LISDOONVARNA, Ireland, Sept. 29, 2009— -- "Love is in the air in Lisdoonvarna." Or so the signs all over this small Irish town claim.
Every September, thousands flock here for what's billed as the world's largest matchmaking festival. If local folklore is to be believed, people have been finding their "match" here for more than 150 years.
The festival was created to help farmers who were so busy tending to their livestock that they didn't have time to find brides. Every September they would come down from their hillsides and the lucky ones would return with lifelong companions.
And Lisdoonvarna still attracts its fair share of similarly isolated Irishmen. "Well, it's lonely," said modern-day farmer, Colm Geaney, who came to Lisdoonvarna in search of a wife.
"I get up in the morning, you have to make your own dinners and suppers... repeated actions. It can be very, very lonely," he told BBC News.
The women, too, come in hope of a match.

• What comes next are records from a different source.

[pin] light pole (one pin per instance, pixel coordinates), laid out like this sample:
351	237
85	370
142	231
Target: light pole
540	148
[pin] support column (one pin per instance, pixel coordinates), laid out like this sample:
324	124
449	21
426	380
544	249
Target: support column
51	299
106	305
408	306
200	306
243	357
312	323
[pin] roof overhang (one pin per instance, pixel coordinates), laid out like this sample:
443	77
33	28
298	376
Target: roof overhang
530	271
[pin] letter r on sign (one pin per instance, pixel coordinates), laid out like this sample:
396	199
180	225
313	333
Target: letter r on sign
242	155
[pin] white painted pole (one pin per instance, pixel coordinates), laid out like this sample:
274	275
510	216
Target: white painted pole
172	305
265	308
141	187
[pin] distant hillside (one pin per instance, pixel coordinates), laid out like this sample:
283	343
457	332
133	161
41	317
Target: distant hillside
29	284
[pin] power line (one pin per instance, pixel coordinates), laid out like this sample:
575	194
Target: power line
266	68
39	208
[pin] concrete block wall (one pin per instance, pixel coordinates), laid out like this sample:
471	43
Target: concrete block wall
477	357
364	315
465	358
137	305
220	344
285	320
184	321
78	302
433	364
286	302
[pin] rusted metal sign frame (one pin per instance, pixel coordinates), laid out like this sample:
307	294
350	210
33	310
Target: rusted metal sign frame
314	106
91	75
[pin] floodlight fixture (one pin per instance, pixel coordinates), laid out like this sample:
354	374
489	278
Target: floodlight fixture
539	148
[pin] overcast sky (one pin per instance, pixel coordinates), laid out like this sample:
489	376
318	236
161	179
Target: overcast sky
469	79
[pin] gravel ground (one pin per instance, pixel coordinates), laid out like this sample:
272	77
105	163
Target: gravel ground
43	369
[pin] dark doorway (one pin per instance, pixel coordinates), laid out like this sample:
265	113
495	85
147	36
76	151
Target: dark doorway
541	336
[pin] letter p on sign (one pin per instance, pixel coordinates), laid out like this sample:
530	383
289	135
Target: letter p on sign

Several giggled that they were in Lisdoonvarna in search of a "rich farmer."
Cue Willy Daly, Lisdoonvarna's leprechaun of love or, as he refers to himself, Ireland's last remaining professional matchmaker.
He talks of women and love with the ease and charm of someone who has done more than just kiss the Blarney Stone.
"Women want to marry for love but a man is looking for a companion, looking for someone to share his life with," he explains.
For the month of September, business is booming for Daly, who sets up shop in his special booth in the Matchmaker Bar. Hundreds of hopefuls file in to see him over a weekend.
Matchmaking is in Daly's blood. He inherited the role from his father, who succeeded his own father. And he claims a pretty high success rate.